The winners of several auctions for renewable energy supply held in 2016 and last year will be among the early certificate-holders, with wind and solar leading the list of approved clean energy vendors. Also on the list are as-yet undeveloped ocean power, biomethane from livestock operations, and geothermal energy, as well as hydroelectricity and power from Mexico’s only nuclear generating station.
Late last month, the Organisation for Economic Cooperation and Development (OECD) praised energy sector reforms introduced by Mexico’s President Enrique Peña Nieto early in his about-to-expire six-year term, as “a great success”.
According to the report, which was widely glowing about moves to bolster Mexican education, health, justice, and regulation under Peña, a more controversial move to open state-owned fossil monopoly Pemex to private competition has overshadowed important changes in the electricity sector. Newly independent and empowered regulators are overseeing “deep reform” in the electricity sector, typified by a renewables auction system that “is a world reference and has attracted some of the lowest-price projects globally”.
Mexico, the OECD recalls, was also “the first emerging country to submit its nationally determined contribution ahead of the COP 21.” It has committed unconditionally to reduce its greenhouse emissions 22% (and black carbon 51%) by 2030 compared to a business-as-usual trajectory, with escalation of those commitments to 36 and 75% respectively under certain circumstances.

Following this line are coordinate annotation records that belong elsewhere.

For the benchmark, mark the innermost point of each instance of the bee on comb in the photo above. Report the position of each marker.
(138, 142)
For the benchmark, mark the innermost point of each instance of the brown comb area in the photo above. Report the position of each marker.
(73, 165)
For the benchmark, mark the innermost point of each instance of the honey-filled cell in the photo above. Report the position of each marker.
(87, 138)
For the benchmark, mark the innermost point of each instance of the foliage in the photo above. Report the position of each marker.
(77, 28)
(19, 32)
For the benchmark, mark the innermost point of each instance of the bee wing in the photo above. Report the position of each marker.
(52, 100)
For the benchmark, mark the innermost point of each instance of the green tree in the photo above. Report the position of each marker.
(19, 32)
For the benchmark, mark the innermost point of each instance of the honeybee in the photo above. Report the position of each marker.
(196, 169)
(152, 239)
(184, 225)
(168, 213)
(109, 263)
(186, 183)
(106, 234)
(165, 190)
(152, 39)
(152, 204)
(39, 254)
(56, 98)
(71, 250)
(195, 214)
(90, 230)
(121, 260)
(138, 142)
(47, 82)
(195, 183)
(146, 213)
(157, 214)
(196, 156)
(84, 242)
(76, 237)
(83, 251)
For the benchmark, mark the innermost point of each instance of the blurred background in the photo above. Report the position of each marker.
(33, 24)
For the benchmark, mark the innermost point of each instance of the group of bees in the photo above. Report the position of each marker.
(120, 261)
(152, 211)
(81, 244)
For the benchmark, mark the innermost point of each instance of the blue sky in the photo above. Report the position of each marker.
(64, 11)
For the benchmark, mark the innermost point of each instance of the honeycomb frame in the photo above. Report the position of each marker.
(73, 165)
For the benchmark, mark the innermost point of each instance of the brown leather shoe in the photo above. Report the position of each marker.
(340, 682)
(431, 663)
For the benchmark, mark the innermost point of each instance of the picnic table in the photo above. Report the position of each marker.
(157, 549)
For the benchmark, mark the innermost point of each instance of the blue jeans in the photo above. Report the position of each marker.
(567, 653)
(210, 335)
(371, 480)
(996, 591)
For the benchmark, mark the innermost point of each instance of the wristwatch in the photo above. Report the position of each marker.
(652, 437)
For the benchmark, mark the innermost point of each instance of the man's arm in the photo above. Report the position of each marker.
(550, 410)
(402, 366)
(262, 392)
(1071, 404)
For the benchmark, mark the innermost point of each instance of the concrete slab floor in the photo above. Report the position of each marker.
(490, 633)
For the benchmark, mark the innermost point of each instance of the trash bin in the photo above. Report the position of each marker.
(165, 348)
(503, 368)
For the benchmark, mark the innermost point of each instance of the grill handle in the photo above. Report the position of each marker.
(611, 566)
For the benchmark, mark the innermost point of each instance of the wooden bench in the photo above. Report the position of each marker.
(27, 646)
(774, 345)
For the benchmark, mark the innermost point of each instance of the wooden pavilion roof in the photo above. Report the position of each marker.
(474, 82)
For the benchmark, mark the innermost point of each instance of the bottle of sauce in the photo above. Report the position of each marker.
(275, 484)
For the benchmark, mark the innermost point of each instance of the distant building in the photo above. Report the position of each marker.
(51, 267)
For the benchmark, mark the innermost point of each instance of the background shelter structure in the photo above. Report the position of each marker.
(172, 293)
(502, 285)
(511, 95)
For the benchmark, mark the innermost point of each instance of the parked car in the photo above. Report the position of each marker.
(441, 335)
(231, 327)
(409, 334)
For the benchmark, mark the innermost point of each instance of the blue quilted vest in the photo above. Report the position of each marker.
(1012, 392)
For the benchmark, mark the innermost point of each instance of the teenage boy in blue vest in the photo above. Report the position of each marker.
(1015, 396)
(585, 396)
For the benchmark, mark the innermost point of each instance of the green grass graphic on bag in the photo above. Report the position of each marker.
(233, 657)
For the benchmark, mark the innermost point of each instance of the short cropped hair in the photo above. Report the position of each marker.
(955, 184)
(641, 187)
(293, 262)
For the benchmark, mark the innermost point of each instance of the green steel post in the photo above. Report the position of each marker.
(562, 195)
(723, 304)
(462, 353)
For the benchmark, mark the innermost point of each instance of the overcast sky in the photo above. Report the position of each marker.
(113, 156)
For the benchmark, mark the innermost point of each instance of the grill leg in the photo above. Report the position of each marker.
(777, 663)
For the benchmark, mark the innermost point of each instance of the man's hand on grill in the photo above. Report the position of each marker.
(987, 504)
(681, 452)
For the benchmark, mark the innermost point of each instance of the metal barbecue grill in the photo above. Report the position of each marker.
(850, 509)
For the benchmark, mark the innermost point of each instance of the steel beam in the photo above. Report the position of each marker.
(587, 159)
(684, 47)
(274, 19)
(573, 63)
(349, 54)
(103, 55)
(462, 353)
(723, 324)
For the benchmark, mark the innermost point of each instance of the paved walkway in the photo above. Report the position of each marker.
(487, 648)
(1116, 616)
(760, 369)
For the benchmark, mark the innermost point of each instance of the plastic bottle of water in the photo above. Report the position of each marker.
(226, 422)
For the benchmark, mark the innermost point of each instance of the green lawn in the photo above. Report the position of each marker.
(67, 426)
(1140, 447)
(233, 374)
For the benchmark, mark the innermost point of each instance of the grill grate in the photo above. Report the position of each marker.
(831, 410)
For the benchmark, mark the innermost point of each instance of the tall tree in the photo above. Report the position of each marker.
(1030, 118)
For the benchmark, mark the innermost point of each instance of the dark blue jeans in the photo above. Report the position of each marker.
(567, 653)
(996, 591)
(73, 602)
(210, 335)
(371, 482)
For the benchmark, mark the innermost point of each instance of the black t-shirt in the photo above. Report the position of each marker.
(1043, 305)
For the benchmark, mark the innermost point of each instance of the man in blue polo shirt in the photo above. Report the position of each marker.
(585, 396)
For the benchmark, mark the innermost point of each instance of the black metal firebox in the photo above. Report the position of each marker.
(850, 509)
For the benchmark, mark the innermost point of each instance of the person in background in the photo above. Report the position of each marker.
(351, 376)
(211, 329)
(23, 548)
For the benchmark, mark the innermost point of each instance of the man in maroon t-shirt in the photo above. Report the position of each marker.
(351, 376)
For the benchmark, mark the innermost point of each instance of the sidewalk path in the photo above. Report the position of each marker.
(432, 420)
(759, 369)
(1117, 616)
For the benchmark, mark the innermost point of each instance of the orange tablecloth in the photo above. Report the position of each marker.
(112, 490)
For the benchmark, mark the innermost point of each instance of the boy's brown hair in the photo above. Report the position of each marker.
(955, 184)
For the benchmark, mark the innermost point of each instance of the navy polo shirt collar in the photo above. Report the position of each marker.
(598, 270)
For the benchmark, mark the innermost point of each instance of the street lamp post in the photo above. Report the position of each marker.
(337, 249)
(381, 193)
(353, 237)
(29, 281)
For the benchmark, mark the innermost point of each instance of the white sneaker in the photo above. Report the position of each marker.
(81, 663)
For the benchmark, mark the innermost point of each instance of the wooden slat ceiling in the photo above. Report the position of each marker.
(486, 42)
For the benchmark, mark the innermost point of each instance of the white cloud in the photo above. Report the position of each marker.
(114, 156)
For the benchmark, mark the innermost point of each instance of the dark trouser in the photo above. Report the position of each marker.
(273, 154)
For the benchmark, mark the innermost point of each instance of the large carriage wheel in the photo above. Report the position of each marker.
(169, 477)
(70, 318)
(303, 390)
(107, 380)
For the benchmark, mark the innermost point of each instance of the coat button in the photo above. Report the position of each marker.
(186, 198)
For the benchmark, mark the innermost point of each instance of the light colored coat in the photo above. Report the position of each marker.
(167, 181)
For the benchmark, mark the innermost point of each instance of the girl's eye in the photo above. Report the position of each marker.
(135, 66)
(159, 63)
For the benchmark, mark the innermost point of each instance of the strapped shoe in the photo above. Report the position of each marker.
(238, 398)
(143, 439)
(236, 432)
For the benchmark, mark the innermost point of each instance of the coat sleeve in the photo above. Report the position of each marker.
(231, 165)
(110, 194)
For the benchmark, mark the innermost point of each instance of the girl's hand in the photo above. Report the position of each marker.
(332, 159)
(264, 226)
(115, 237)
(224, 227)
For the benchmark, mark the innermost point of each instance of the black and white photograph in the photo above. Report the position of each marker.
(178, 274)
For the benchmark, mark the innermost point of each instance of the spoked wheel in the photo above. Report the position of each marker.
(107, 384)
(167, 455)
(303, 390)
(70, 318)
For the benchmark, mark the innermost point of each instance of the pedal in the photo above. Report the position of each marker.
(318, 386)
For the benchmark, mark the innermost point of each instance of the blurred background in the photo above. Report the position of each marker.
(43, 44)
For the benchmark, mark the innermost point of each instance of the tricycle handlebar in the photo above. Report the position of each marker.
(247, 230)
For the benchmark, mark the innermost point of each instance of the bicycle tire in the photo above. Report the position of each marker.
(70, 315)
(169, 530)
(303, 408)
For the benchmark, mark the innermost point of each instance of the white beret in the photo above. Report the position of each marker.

The country implemented a carbon tax in 2014, and the following year passed legislation mandating the creation of an emissions cap-and-trade market which it may link with the Western Climate Initiative, an exchange that already includes accredited emitters in California, Ontario, and Quebec. A year ago, Peña’s government weathered protests to reduce subsidies on gasoline, pushing up its price substantially.